カーゴニュース 2025年2月6日 第5314号

公取委
ANAのNCA買収を条件付きで承認

米国向け貨物スペースを競合に提供

2025/02/05 16:00
M&A 航空 グローバル物流

 公正取引委員会は1月30日、ANAホールディングス(本社・東京都港区、芝田浩二社長)が進めている日本貨物航空(NCA、本社・千葉県成田市、本間啓之社長)の買収計画に対し、独占禁止法に基づく排除措置命令を行わないと発表した。日本発米国着路線で特定の航空会社に対し、貨物搭載スペースの一部を提供することを条件に買収を承認するとしている。

 

 ANAHDは2023年3月、日本郵船(本社・東京都千代田区、曽我貴也社長)の子会社であるNCAの全株式取得を発表。

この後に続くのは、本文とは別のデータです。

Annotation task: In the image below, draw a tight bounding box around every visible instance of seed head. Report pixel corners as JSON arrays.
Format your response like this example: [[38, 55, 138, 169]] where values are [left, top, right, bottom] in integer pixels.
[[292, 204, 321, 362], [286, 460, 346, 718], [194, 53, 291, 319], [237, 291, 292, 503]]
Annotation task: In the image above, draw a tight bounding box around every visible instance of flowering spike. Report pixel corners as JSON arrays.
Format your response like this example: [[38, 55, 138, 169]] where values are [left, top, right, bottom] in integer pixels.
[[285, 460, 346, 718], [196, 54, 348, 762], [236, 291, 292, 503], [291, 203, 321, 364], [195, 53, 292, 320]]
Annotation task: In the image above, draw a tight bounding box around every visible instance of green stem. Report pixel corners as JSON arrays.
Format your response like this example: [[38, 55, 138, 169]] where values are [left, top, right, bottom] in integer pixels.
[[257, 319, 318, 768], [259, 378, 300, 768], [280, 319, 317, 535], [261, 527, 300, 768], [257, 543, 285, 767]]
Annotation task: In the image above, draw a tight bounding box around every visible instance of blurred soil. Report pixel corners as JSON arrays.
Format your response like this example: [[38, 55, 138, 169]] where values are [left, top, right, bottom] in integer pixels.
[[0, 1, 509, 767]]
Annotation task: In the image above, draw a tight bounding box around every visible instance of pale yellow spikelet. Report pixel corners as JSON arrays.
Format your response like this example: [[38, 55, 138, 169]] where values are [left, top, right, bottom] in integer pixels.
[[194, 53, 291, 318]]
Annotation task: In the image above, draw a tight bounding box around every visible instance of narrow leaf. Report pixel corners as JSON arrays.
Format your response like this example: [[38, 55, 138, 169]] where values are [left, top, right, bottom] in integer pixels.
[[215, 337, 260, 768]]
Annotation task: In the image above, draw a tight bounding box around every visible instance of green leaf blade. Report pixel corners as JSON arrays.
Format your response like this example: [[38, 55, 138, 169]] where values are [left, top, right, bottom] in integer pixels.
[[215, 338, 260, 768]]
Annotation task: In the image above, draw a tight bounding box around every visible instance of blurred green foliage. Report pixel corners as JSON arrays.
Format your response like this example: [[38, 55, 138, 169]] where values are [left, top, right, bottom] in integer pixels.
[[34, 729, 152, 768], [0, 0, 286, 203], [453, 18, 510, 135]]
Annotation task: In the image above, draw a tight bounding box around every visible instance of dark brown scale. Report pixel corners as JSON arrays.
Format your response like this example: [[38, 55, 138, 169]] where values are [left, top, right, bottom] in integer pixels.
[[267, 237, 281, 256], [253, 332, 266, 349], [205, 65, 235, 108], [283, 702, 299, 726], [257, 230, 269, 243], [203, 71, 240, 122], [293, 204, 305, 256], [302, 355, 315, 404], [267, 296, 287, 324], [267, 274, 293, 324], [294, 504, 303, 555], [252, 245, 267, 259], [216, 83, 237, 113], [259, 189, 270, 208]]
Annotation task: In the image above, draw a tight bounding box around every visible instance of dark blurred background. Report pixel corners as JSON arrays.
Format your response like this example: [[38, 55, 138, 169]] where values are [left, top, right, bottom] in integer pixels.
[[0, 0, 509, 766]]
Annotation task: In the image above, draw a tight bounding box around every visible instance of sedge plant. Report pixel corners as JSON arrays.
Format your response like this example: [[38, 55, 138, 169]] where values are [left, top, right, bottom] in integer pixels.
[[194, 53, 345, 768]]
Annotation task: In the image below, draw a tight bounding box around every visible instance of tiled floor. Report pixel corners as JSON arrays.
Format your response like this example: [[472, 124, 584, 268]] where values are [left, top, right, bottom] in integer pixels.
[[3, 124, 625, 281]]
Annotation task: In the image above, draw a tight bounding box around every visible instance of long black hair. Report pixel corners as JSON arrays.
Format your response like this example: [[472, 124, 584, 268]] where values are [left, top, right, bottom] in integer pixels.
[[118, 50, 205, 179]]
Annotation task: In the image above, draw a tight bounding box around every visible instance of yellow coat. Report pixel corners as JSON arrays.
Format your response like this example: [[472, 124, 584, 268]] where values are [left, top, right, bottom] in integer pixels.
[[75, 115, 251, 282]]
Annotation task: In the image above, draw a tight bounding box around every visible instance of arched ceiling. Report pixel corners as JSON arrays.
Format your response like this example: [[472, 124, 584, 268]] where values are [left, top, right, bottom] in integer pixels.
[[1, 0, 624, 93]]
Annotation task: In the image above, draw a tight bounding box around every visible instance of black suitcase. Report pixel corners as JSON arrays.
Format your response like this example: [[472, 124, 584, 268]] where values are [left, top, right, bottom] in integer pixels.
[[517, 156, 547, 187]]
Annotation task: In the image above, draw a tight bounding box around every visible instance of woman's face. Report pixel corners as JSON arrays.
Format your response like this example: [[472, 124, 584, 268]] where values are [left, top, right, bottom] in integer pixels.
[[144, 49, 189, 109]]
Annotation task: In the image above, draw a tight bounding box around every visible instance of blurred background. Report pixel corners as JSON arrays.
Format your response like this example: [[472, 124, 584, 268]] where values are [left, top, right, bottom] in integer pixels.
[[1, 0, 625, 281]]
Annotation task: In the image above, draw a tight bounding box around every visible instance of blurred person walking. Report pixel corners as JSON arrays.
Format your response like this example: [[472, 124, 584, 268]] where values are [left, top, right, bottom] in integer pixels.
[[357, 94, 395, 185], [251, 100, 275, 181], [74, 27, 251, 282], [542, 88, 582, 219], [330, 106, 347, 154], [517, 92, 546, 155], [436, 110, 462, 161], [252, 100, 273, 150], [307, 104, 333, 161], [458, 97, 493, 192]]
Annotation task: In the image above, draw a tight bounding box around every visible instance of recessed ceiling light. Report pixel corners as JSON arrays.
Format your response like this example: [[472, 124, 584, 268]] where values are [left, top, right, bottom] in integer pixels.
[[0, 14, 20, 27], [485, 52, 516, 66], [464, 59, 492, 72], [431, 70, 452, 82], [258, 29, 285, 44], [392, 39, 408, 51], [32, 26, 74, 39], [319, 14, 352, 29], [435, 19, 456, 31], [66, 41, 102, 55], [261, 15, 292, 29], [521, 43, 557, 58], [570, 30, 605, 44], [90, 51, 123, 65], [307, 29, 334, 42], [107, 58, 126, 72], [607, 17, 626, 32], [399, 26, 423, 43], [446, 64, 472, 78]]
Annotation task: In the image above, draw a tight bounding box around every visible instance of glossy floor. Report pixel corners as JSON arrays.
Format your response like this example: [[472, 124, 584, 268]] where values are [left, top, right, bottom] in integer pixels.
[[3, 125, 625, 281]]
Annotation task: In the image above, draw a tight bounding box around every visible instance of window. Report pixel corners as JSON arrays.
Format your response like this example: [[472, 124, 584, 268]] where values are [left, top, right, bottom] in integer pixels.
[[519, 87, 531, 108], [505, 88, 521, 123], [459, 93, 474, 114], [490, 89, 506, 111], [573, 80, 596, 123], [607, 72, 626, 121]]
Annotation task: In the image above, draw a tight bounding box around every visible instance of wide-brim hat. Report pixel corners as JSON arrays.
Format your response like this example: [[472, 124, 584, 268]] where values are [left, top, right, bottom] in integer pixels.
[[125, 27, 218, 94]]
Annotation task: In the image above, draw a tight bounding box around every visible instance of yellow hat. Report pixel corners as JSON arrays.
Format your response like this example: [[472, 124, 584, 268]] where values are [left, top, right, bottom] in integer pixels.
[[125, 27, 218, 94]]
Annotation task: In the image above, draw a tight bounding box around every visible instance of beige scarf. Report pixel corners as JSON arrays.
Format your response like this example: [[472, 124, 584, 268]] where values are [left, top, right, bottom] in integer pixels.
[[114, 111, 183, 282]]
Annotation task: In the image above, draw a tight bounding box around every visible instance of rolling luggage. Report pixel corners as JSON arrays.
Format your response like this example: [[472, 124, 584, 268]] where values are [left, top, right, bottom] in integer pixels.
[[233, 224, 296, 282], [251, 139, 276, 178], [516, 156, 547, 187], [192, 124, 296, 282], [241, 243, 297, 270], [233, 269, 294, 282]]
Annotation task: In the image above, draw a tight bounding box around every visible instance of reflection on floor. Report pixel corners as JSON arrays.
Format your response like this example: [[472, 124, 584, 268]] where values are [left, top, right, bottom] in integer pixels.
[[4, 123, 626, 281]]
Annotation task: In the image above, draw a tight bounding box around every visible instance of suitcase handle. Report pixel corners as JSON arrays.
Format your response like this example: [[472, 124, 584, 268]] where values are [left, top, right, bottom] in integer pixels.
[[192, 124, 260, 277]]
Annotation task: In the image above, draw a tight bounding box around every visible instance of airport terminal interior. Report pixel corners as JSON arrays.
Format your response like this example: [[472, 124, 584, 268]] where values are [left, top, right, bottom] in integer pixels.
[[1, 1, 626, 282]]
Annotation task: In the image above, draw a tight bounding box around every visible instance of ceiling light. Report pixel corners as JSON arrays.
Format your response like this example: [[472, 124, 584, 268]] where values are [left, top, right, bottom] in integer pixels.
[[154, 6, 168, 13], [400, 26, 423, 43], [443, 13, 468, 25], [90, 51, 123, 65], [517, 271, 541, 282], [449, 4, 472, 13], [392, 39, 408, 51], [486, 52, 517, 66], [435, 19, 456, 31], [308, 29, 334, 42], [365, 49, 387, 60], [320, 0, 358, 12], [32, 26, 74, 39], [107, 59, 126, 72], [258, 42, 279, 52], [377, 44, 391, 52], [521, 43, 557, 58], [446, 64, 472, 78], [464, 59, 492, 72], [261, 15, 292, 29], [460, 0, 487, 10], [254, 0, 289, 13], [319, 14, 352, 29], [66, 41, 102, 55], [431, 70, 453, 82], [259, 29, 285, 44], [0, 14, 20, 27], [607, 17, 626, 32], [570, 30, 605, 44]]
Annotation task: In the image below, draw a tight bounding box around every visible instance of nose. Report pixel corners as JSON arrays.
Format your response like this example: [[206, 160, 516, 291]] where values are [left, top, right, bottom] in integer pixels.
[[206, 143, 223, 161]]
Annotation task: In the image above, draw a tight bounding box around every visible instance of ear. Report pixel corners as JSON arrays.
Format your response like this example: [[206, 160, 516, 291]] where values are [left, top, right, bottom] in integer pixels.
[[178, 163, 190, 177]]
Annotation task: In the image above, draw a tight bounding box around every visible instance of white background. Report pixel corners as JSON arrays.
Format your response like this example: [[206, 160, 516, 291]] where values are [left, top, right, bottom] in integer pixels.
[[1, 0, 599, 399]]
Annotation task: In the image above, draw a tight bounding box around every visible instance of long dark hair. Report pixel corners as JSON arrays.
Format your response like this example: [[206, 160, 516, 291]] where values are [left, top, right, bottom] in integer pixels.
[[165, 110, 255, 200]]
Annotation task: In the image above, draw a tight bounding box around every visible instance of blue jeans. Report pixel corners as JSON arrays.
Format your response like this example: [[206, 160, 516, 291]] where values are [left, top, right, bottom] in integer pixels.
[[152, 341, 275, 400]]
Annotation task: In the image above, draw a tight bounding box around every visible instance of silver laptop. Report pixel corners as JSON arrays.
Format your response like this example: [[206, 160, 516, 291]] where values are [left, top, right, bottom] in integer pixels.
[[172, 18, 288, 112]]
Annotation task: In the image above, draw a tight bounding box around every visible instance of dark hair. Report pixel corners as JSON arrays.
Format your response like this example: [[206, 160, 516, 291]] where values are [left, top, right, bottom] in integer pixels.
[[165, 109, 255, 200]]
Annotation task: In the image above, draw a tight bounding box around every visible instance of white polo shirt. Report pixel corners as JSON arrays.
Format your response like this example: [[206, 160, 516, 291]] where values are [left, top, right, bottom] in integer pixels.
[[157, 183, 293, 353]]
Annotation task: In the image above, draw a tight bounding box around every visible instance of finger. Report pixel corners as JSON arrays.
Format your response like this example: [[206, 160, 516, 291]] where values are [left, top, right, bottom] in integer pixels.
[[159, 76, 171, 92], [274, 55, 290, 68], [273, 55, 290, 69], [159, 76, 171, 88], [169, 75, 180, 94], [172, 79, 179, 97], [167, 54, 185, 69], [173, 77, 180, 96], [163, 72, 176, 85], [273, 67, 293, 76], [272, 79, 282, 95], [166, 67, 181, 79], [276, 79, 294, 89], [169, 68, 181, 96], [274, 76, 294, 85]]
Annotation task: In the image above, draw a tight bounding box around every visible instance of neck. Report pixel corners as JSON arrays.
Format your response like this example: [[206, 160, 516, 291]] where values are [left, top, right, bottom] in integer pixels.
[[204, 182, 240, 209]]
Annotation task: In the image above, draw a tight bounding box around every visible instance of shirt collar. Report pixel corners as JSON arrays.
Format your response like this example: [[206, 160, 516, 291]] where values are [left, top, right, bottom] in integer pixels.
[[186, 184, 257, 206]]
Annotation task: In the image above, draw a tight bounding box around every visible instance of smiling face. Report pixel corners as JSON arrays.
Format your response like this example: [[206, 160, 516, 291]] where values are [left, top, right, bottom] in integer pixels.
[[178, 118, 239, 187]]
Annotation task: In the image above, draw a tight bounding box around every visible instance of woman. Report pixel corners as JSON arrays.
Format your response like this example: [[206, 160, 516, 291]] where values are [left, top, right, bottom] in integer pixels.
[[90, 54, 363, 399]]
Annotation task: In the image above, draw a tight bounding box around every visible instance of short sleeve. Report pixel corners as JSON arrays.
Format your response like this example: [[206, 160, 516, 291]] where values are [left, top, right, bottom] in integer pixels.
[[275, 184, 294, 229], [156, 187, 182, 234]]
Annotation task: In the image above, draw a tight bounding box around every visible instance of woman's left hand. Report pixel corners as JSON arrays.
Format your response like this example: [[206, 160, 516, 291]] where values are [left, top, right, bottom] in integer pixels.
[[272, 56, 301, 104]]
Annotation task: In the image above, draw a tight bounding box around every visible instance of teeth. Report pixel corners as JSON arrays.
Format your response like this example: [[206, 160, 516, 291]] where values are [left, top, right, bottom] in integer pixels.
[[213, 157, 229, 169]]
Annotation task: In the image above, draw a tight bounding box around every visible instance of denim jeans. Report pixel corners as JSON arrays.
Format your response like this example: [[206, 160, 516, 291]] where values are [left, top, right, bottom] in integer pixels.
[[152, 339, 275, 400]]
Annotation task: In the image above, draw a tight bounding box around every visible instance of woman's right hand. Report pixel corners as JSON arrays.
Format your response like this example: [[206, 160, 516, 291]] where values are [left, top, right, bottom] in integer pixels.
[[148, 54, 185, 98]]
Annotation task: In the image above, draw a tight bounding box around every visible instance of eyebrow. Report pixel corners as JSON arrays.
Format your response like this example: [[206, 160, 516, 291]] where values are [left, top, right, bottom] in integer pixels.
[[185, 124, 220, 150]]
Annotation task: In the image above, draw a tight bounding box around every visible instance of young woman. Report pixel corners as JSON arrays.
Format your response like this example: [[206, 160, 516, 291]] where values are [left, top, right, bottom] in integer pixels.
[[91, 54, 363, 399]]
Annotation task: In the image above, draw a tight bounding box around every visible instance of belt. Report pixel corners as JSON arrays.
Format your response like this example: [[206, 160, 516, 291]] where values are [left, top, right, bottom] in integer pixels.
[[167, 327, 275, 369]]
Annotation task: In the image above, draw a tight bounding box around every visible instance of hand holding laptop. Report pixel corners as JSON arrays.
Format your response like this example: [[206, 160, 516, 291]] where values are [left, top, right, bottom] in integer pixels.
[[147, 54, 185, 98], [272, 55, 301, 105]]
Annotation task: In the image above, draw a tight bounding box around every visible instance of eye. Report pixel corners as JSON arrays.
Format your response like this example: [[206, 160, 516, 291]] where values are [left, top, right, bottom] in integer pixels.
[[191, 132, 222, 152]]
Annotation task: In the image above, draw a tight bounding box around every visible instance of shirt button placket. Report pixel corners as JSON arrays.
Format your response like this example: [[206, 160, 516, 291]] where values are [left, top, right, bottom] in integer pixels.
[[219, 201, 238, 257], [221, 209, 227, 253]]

当初は同年10月の子会社化を予定していたが、規制当局による独禁法の審査が長期化したことで、これまでに4度の延期が行われている。

 

 公取委は今回、株式取得に関する審査結果を発表。買収により、ANAグループの合算シェアが「日本発ロサンゼルス周辺空港着路線」で約30%、「日本発シカゴ空港着路線」で約35%を占めることから、競争を阻害するものと判断した。しかし、ANAグループが競合する特定の航空会社に対し、同2路線を運航する貨物専用機の貨物搭載スペースの一部を提供する「ブロック・スペース・アグリーメント」を締結することを前提に、買収を承認した。なお、その他の競合路線(米国発日本着路線、日本発着の中国・シンガポール・台湾・欧州発着路線)については競争を阻害しないものと判断した。

 

 ANAHDは3月末の子会社化を予定しているが、買収計画は現在、海外の競争当局も審査を続けており、今後は中国当局の判断が焦点となる。